Ripercorrendo ulteriori e successive decisioni della Corte Edu, d’altronde, si ricava la costante importanza che assume: I) la presenza di un imputato per lo svolgimento di un processo penale equo e giusto (Grande Camera, Hermi c. Italia, 18/10/2006; De Lorenzo C. Italia, 12/2/2004; Lala C. Olanda, 22/09/1994; Poitrimol C. Francia, 23/11/1993); II) l’obbligo di garantire all’imputato il diritto di essere presente nella sala di udienza – sia durante il primo procedimento nei suoi confronti sia nel corso di un nuovo processo – nell’ottica dell’articolo 6 (Stoichkov C. Bulgaria, 24/03/2005).

Oltre a ciò, è stato altresì specificato che, né il testo, né lo spirito dell’articolo 6 della Convenzione, impediscono ad una persona di rinunciare spontaneamente alle garanzie di un processo equo in maniera espressa o tacita (Seliwiak C. Polonia 21/07/2009; Kwlatkowska C. Italia, 30/11/2000), ma, per essere considerata efficace, la rinuncia al diritto di partecipare all’udienza deve essere stabilita in modo non equivoco (Draca c. Croazia, 20/01/2022; Huzuneanu c. Italia, 01/09/2016; Battisti C. Francia, 12/12/2006; Poitrimol cit.) e deve essere frutto di una scelta consapevole sulle conseguenze processuali di tale decisione (Murtazaliyeva c.

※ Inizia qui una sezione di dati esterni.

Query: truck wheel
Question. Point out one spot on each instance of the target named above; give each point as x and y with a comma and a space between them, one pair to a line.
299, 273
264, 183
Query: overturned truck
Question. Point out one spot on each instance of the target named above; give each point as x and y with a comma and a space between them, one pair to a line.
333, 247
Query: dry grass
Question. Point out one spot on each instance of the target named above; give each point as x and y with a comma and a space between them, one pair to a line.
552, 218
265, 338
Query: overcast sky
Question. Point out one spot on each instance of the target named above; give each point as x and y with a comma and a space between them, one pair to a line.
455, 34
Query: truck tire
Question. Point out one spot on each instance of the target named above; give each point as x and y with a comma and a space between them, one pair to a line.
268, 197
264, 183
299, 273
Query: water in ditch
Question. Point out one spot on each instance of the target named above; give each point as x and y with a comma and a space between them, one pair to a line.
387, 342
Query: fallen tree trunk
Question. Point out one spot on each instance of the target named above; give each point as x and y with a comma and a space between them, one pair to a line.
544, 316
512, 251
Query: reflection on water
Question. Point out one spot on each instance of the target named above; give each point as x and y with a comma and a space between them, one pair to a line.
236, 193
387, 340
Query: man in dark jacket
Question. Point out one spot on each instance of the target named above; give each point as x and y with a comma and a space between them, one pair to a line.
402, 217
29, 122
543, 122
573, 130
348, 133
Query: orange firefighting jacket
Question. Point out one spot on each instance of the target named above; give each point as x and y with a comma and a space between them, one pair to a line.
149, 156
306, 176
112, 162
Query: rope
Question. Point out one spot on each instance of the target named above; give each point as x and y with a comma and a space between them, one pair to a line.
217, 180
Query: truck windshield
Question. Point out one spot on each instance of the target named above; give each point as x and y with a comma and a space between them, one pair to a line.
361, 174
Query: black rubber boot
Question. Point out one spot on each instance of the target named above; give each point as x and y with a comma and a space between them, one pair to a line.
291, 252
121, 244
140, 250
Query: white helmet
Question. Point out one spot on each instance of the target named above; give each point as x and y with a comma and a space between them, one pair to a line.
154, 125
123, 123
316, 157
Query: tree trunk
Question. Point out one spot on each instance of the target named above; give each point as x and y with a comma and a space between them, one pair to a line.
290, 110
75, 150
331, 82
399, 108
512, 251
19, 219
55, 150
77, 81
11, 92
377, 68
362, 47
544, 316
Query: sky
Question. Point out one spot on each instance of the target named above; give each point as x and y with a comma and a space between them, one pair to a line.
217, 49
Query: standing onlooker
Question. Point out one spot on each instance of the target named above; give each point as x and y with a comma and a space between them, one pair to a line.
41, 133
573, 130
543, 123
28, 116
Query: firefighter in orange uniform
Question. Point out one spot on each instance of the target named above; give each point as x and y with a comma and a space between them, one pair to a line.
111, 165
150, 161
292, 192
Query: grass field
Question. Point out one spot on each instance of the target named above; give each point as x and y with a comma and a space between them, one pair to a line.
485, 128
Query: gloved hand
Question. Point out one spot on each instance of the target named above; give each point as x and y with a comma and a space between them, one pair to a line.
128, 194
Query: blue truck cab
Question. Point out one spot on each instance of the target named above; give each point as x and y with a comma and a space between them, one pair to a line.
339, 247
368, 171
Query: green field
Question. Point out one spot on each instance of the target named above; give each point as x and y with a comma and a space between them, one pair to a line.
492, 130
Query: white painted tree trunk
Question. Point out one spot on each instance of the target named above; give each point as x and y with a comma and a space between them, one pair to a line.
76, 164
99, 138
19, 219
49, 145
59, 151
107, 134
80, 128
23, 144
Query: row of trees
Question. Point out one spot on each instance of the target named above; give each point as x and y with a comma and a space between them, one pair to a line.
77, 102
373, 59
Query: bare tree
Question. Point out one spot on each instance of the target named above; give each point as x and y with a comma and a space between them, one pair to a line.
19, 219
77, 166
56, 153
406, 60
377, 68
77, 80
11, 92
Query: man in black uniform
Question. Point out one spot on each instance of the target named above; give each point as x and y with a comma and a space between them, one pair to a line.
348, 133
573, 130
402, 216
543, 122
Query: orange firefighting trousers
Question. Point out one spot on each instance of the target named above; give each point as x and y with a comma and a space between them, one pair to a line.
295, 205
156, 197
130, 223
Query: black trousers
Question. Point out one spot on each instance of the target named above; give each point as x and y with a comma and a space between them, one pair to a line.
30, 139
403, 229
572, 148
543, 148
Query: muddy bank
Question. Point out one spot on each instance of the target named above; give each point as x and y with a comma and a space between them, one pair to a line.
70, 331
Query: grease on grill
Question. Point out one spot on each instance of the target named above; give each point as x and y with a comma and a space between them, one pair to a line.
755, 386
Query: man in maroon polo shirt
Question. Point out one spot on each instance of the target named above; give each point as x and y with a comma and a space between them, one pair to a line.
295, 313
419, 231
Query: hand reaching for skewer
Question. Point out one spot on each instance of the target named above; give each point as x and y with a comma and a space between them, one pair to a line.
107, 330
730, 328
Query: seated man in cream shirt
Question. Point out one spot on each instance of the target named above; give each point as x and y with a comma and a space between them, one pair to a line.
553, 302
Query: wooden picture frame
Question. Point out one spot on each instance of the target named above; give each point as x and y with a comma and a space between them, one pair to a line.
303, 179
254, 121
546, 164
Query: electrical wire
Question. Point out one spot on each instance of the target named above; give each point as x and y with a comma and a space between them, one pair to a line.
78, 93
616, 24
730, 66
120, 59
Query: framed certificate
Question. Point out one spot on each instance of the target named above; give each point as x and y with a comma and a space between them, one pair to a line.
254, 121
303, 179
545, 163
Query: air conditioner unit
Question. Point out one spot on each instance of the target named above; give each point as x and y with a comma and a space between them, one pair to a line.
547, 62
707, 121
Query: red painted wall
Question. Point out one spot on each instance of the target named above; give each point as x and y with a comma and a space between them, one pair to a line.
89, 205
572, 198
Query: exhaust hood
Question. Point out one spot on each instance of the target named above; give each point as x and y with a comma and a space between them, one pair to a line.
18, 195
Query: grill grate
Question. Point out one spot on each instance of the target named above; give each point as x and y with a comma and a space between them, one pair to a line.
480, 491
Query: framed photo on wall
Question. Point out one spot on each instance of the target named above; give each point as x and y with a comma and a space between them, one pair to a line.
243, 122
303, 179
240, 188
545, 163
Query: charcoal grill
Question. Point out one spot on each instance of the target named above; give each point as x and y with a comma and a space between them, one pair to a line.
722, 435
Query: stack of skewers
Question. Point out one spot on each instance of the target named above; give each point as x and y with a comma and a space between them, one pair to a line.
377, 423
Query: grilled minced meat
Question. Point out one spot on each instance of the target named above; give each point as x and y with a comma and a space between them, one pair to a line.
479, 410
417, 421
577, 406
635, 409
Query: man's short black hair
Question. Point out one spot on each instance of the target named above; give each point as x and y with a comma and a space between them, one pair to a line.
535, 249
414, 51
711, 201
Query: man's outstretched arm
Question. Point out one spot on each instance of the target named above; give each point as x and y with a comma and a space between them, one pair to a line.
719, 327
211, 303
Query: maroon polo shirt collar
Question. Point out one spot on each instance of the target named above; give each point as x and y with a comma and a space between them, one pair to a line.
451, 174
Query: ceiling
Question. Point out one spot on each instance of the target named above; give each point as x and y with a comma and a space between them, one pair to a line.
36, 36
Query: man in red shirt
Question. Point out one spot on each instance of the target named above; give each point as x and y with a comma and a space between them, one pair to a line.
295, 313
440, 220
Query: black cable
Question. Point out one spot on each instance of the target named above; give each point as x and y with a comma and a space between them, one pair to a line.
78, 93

Russia, 18/12/2018; G. c. Dvroski c. Croazia, 20/10/2015; Pishchalnikov c. Russia, 24/12/2009; G.C. Salduz c. Turchia, 27/11/2008; G.C. Seydovlc c. Italia, cit.).

Del resto, anche la normativa europea, successiva alle pronunce della Corte di legittimità in argomento, nel dettare principi minimi comuni agli Stati in punto di garanzie da riconoscere nel processo penale, ha ulteriormente ribadito la centralità della garanzia di partecipazione al processo da parte dell’Interessato, nel solco delle disposizioni della Carta dei diritti fondamentali e della giurisprudenza della Corte Edu. La Direttiva UE n. 343 del 9 marzo 2016, dopo aver ricordato nel preambolo che il diritto alla partecipazione al processo da parte dell’interessato può essere oggetto di rinuncia espressa o tacita, ma non equivoca, prescrive al suo art. 9 che nelle norme nazionali sia previsto il diritto ad un nuovo processo nell’ipotesi in cui si sia proceduto in assenza al di fuori delle fattispecie che legittimano tale procedimento.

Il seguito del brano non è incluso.